Background: The COVID-19 pandemic brought challenges to governments, healthcare systems (including, mental healthcare services), clinicians and researchers in the EU and worldwide. A range of neurological (e.g., brain fog, encephalitis, myalgia) and psychiatric (e.g., affective disorders, delirium, cognitive disturbances) complications of a novel nature have been observed in patients during the acute phase of illness, which often persist as a Long-COVID state for months after the primary recovery. The pandemic has progressed to a psychodemic and syndemic, affecting communities with social distress, panic, fears, increased home violence, and protest movements that derive from conspiracy theories and hostile attitudes towards vaccination and lockdown measures. In response to this complex scenario of major social changes, universities must face the need to equip the new generation of doctors with novel special skills.

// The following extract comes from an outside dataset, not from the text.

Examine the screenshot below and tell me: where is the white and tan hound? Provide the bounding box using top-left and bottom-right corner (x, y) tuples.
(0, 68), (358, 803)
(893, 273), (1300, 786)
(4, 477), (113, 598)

Subjects and methods: The study course (50 hours duration; 20 lectures, three webinars, three e-discussion forums, five local seminars, two social events, three intermediate assessments and a final test for certification; bilingual Russian/English hybrid format, information materials, video-content, interactive web-page and social media) was developed by the team of the International Centre for Education and Research in Neuropsychiatry (ICERN), and is unique for the EU. The course integrates the most relevant data on SARS-Cov-2-related neuropsychiatry, and COVID-19' pandemic impact on mental health and society, including assignment of the vulnerable groups of students and healthcare professionals. The major topics covered during the course are (i) Novel virus, (ii) Brain, (iii) Society. The project takes place originally in Samara State Medical University. The ICERN Faculty includes academic staff from France, Hungary, Italy, Russia, Switzerland, invited speakers from the WHO Regional Office for Europe and World Psychiatric Association (EU Zones) members, some of them employed at ICERN by remote work contracts. The format of the educational process for students is hybrid suggesting both remote and face-to-face events. Distant learning participants and EU lecturers are to attend on-line via zoom platform, whereas local participants and staff work face-to-face in the ICERN video-conference room. The course is addressed to a broad audience of doctors, undergraduate and postgraduate students, and researchers from EU wishing to upgrade their knowledge in the pandemic-associated neuropsychiatry.

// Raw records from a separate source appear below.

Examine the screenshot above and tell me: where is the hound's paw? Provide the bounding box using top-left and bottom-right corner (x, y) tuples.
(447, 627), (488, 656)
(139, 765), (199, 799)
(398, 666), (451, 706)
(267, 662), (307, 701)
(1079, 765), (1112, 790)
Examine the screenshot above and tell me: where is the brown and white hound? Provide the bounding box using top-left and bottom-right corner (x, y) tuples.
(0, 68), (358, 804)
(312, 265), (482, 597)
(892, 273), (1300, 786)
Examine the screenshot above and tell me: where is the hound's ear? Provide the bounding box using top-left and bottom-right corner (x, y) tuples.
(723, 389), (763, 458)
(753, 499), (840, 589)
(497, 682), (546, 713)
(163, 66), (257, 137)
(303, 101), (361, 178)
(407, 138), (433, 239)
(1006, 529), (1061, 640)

Results: The evaluation process supposes three intermediate assessments and a final test for certification. On-line assessment is to be performed at the project web-page - 10 randomly selected questions with scoring from 1 to 10 each. The Pass Score is 70-100. At the end of the course all the participants receive certificates of Samara State Medical University according to the ERASMUS policy book, as planned in 2021.

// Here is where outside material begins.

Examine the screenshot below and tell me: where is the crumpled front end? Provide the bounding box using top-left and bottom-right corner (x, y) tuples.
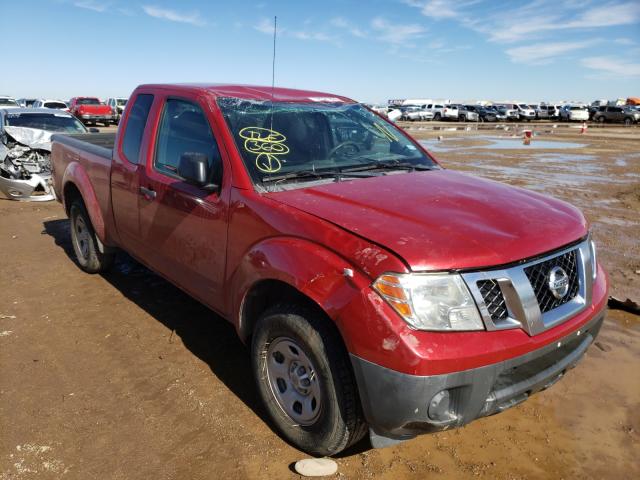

Conclusions: We formatted this course as essential for the target audience to improve their resources of professional adaptability in the field of neuropsychiatry and mental healthcare management during challenging times. The ICERN course in pandemic-related neuropsychiatry is essential for early career health professionals and targets the principles of "academia without borders" in the context of international medical knowledge exchange. In the conditions of the changing social situation this educational content is necessary for the young doctors to acquire the add-on skills on flexibility to switch toward new professional approaches in the times of need. The long-term outcomes in pandemic-related neuropsychiatry are still to be seen, though the first feedback on the course content is already promising for the academic community.